We noted several important centre-specific differences in the retrospective patients compared to the trial patients. Those patients had longer bypass and cross-clamp times than the trial data, but these times are consistent for this specific centre (data not shown). Retrospective patients also experienced shorter ICU and hospital length of stay related to centre-specific interstage discharge practices. 25,Reference Kumar, Gaynor and Jones26 Institutions that perform Norwood operations have variable practices regarding progression to discharge, and some centres maintain all single-ventricle patients in the hospital until after their second stage palliation, but our centre progresses patients to discharge unless remaining inpatient is clinically indicated, and our length of stay is comparatively short.
Our study has several important limitations. The retrospective nature of the review introduces the potential for selection bias of the retrospective patients; however, patients were selected in reverse order of presentation (from most recent backward) and all eligible patients were included. The non-contemporary nature of the controls could introduce biases in care based on the time frame they were managed and any particular institutional practices at that time. However, there were no new protocols initiated or significant changes in personnel during all time points, and some of the time frame was overlapping between the retrospective patients and the trial patients. In addition, the infants in the RCG were not on any sort of feeding protocol which would allow for provider variability in feeding practices, and therefore there could have been potential under-estimation in feeding intolerance as adjustments in their feeding regimen could have been made at any time based on provider preference rather than any objective criteria.
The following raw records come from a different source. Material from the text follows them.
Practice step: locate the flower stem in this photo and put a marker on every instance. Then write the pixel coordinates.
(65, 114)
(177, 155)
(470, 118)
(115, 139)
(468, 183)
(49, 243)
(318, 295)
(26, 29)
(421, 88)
In conclusion, this study shows that neonates with single-ventricle physiology after stage I palliation have improved short-term growth and a decreased risk of necrotising enterocolitis or suspected necrotising enterocolitis when receiving an exclusive human milk diet with early fortification compared to standard of care. Additionally, even though the control group of the randomised controlled trial had a slower feeding advancement (due to standards of care and clinician concerns about tolerance when fortifying sooner when feeding non-EHM), the retrospective control group was not limited by a feeding protocol and grew similarly to the trial control group, but both groups exhibited inferior growth compared to the trial EHM group. A randomised controlled trial in which patients are fed either standard of care or an EHM diet utilising equivalent feeding protocols may be warranted.
Financial support
Funding was provided by Prolacta Bioscience. No individuals employed by the funders played any role in study design, decision to publish, or preparation of the manuscript. Research support was provided by Prolacta Bioscience to Megan Horsley, Amiee Trauth, and Lindsey Justice. Megan Horsley, David Cooper, and Lindsey Justice are consultants for Prolacta Bioscience. Cynthia Blanco received funding to conduct a prior randomised controlled trial from Prolacta Bioscience.